-
Enhancement
-
Resolution: Unresolved
-
P3
-
None
-
Fix Understood
Javac uses a class called Context for creating its components. You can think of a context as a map from component keys (Context.Key) to either component instances (the most common case) or component factories (see below); the use of the Context class serves two main purposes:
(1) it allows sharing of component instances across the whole compiler lifetime span
(2) it allows other tools (i.e. javadoc) and clients (i.e. Netbeans) to 'override' certain components with more specific ones
Use case (1) is taken care by the fact that all component classes have a method like this:
public static Enter instance(Context context) {
Enter instance = context.get(enterKey);
if (instance == null)
instance = new Enter(context);
return instance;
}
So, if a client calls:
Enter.instance(context)
Either an Enter instance is already available in the context, in which case it is immediately returned, or it is not available and it has to be created. Typically, a component class will depend on several other component classes, so it is very typical for a constructor of a component class to call one or more 'instance' methods in other components. This can lead to problems (see below).

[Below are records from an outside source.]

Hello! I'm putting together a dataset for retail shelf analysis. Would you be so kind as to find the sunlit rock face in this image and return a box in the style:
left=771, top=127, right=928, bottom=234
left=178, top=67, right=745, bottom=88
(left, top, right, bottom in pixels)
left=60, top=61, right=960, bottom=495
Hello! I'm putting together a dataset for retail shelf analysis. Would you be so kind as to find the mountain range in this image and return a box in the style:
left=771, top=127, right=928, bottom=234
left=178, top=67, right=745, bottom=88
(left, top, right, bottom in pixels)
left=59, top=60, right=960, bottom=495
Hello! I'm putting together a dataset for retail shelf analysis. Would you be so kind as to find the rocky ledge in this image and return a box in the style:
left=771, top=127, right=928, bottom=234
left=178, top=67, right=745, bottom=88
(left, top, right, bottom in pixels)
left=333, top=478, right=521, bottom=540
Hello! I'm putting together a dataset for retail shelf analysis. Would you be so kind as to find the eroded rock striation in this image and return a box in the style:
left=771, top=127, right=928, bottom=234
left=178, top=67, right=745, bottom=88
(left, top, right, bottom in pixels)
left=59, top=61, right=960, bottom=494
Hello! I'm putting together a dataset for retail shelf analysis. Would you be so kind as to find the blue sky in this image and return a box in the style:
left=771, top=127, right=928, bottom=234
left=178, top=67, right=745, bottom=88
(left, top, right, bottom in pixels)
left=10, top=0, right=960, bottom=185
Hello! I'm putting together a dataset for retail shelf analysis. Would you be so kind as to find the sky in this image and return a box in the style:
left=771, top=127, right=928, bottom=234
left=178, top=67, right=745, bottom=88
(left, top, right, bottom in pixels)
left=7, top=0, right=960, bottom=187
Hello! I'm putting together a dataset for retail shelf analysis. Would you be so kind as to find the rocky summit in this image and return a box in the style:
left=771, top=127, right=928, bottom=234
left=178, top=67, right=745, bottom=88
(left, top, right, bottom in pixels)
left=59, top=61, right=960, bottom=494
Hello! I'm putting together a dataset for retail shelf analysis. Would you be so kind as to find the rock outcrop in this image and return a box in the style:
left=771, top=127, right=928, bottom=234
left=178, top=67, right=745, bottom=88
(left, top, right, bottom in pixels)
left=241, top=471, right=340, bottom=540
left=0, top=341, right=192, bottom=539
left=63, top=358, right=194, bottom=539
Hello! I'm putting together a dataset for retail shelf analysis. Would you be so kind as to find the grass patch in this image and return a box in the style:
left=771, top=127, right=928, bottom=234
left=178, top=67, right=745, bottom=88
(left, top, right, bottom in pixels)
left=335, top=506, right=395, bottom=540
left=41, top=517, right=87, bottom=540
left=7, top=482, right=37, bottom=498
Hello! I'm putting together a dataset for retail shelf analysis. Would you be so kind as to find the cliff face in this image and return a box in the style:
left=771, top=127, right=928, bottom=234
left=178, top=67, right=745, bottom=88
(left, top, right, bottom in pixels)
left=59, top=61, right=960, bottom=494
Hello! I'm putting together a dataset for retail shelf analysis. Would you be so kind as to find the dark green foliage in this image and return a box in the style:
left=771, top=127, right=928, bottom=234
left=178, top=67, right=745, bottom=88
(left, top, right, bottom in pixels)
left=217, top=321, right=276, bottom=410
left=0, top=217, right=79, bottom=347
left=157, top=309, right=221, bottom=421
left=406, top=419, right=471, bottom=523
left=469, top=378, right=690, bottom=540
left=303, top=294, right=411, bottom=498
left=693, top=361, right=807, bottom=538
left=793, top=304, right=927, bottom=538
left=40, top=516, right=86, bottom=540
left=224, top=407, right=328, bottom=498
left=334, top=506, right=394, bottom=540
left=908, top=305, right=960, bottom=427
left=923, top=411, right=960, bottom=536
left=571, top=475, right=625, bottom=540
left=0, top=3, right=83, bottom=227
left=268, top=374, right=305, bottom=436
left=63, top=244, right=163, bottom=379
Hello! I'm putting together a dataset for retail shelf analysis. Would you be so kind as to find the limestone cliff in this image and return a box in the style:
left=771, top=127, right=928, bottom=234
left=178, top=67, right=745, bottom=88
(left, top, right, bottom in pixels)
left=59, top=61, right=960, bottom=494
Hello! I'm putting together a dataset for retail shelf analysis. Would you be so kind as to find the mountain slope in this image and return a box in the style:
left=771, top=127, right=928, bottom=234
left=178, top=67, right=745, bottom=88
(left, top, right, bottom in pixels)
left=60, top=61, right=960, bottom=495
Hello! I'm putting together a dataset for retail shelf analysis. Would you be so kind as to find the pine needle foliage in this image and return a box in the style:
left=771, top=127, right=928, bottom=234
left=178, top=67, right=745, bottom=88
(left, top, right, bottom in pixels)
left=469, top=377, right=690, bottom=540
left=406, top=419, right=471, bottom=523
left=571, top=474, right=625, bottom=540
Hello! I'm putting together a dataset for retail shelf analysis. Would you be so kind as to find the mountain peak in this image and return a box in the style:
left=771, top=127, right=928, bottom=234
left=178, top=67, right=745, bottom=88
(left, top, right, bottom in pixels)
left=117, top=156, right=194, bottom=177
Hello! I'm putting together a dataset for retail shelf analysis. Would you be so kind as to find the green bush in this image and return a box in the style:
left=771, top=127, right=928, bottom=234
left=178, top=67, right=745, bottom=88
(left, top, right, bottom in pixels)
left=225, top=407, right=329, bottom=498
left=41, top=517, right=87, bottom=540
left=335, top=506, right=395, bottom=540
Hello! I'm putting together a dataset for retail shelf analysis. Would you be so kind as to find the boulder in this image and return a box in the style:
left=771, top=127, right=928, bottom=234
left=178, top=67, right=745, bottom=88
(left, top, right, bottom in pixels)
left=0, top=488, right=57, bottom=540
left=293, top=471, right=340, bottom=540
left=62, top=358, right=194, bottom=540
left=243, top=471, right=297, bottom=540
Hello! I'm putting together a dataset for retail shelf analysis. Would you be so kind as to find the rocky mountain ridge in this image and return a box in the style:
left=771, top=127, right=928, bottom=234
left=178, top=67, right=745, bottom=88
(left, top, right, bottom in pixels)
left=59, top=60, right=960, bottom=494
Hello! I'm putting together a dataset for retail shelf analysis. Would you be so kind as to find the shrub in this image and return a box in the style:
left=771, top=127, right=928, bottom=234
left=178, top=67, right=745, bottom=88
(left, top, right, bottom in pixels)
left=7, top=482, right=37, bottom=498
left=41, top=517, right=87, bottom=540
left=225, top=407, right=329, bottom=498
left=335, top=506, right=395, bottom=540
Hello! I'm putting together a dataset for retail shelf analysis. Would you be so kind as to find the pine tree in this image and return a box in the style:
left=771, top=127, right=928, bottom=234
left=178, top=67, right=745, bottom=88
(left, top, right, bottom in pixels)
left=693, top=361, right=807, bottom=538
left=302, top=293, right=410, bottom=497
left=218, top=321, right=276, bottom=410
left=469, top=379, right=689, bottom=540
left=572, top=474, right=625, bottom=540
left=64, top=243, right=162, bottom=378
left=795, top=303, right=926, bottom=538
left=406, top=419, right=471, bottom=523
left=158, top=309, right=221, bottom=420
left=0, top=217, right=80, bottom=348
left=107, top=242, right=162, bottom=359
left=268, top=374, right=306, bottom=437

Use case (2) is taken care by subclassing + context factories; as we said above, a context can also map a component key to a component factory; for instance, JavadocTool does the following:
public static JavadocTool make0(Context context) {
Messager messager = null;
try {
// force the use of Javadoc's class finder
JavadocClassFinder.preRegister(context);
// force the use of Javadoc's own enter phase
JavadocEnter.preRegister(context);
// force the use of Javadoc's own member enter phase
JavadocMemberEnter.preRegister(context);
// force the use of Javadoc's own todo phase
JavadocTodo.preRegister(context);
// force the use of Messager as a Log
messager = Messager.instance0(context);
return new JavadocTool(context);
} catch (CompletionFailure ex) {
messager.error(Position.NOPOS, ex.getMessage());
return null;
}
}
where, for instance, JavadocEnter's preregister method is as follows:
public static void preRegister(Context context) {
context.put(enterKey, new Context.Factory<Enter>() {
public Enter make(Context c) {
return new JavadocEnter(c);
}
});
}
That is, a new factory for JavadocEnter is added onto the context. The crucial bit here is that the registration of the factory uses the same 'key' as the base Enter class (see above) - this means that whenever a client tries to do something like:
Enter.instance(context)
The body of the instance method will call get(enterKey) on the context, which will find the pre-registered factory and use that to create the Enter object, thus bypassing the constructor call. In other words, what you get back from the 'instance' call is a JavadocEnter instance, and not a plain Enter instance.
This context machinery has served us quite well in the past; it is a relatively fuss-free strategy to share components instances, and it is flexible enough (through keys, factories) that you can always bend it to do almost what you like - at the end of the day, at its core, it's just a map. However, as the compiler architecture became more complex, initialization order is starting to become an issue. Only recently we had two separate init issues:
https://bugs.openjdk.java.net/browse/JDK-8078261
https://bugs.openjdk.java.net/browse/JDK-8079335
And, in the past at least the following ones were being observed:
https://bugs.openjdk.java.net/browse/JDK-8048890
https://bugs.openjdk.java.net/browse/JDK-8071241
In the last one, it's remarkable how 90% of the review time has been spent trying to identify a better way to do lazy initialization in a way so that the context machinery would fall over. In other words, maintaining this infrastructure in place is starting to be costly.
What is this dependency problem? It turns out that there are two kinds of dependencies between components - hard dependencies and soft dependencies. You can say that A has an hard dependency on B if, in order to initialize A you need to do some stuff on B. Example (taken from Attr.java):
allowStaticInterfaceMethods = source.allowStaticInterfaceMethods();
Here, the constructor of Attr is accessing a member of 'source', which is another context class (obtained through an 'instance' call).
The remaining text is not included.